School board members have been warned not to sign a petition protesting against national standards, even if they personally object to them.
Boards have also been reminded they are legally bound to implement the standards and can take employment action against principals who block their introduction.
Opponents of national standards' immediate implementation have called the warnings an affront to democracy.
The Dominion Post has obtained a copy of the email, addressed to board chairs and sent by School Trustees Association president Lorraine Kerr this week. Principals were excluded from distribution.
Mrs Kerr confirmed yesterday the email's intention was in part to tell board members that even if they opposed the standards they were legally obliged to implement them.
It would be "unwise" for any board member to sign a petition against national standards, the email said.
It also contained the association's "legal perspective". "Employees of the board will need to do what the board requires to implement the national standards, and they will ultimately have to comply with any lawful instruction or face the potential consequences."

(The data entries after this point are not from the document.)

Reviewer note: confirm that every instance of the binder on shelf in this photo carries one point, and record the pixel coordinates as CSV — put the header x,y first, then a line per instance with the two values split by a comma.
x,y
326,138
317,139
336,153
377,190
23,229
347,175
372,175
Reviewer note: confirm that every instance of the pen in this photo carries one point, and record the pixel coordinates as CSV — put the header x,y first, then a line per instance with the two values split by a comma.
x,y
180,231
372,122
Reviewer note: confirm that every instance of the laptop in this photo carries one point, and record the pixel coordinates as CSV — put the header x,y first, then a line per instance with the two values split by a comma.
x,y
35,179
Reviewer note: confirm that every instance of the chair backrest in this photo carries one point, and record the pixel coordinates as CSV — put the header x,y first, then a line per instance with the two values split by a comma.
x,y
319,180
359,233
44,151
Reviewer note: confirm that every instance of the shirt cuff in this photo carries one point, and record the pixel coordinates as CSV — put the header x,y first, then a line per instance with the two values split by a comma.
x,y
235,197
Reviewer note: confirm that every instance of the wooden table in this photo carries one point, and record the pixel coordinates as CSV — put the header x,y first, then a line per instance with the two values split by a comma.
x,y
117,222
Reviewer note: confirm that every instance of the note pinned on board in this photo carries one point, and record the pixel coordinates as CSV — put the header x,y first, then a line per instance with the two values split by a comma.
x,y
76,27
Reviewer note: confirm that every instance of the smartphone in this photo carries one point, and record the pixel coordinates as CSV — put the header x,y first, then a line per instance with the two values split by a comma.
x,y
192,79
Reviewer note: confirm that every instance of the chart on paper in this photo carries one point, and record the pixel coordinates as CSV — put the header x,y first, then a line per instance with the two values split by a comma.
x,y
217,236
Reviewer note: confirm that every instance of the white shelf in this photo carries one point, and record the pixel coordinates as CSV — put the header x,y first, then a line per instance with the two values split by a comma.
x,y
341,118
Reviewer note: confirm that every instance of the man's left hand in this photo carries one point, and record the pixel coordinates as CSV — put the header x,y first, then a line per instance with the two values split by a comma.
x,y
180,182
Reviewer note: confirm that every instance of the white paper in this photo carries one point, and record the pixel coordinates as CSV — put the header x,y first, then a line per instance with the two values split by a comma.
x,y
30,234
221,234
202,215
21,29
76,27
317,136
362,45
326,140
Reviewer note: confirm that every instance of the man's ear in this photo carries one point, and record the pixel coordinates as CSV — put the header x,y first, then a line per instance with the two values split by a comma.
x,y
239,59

Principals are employed by school boards.
Mrs Kerr told The Dominion Post these consequences involved firing principals who opposed the implementation, but only as a "last resort".
The email said boards could be disestablished and replaced by commissioners if they refused to implement national standards.
"Obviously, this would be an extreme situation we would all hope that the situation would be resolved satisfactorily long before this point," the email said.
Boards were allowed to discuss national standards, however, board chairs had to control discussions to stop them becoming a "principal outburst or propaganda exercise".
The association represents the boards of 2260 schools.
Educational Institute president Frances Nelson, who represents primary teachers, said the association's warning against signing petitions was an affront to democracy.
"What have we got to be fearful about that we would give such harsh instructions?"
The tone of Mrs Kerr's email "won't sit well" with many boards and school staff, she said.
As well as the union's petition calling for the standards to be trialled before being nationally implemented, she was aware of two other similar parent-driven petitions.
Principals Federation president Ernie Buutveld said the email was a "veiled threat" to make principals behave.
Through specifically not addressed to principals, the email would doubtlessly end up in the hands of principals, who were board members. "She is saying trustees can't have an opinion. To me it's overstepping the mark a wee bit."
He accused the association of doing Education Minister Anne Tolley's bidding, rather than representing its own members – around half of whom were concerned about the standards' hasty implementation.
However School Trustees Association president Lorraine Kerr has denied accusations, saying the email was intended to clarify boards' obligations in introducing the standards.
"I don't believe I am being a bully. How can you be a bully if really all you're quoting are facts?"
National standards were law and there would be legal consequences if they were not implemented, she said.
"We're just simply saying to boards, be very careful if you make a decision that's contrary to legislation."
Of the 2260 members of the School Trustees Association, 20 schools had called Mrs Kerr to thank her for the advice, while only about 18 had indicated they would not implement the standards, she said.
The email was necessary because boards were concerned that principals were sending out copies of a national standards survey to parents.
"This was purely about the survey that the Principals Federation put out," Mrs Kerr said.
The survey features questions such as, "Do you think it is wrong that children as young as 5 and 6 years should be labelled as failing?" and, "Does it concern you that your elected board of trustees (who are parents of the school and represent you) has been threatened with being sacked if it disagrees with implementing the standards?"
Mrs Tolley would not comment on the stoush last night, but said: "Lots of parents have been complaining to me about the misinformation and tactics being used by the unions and principals federation, who attack anyone that disagrees with them."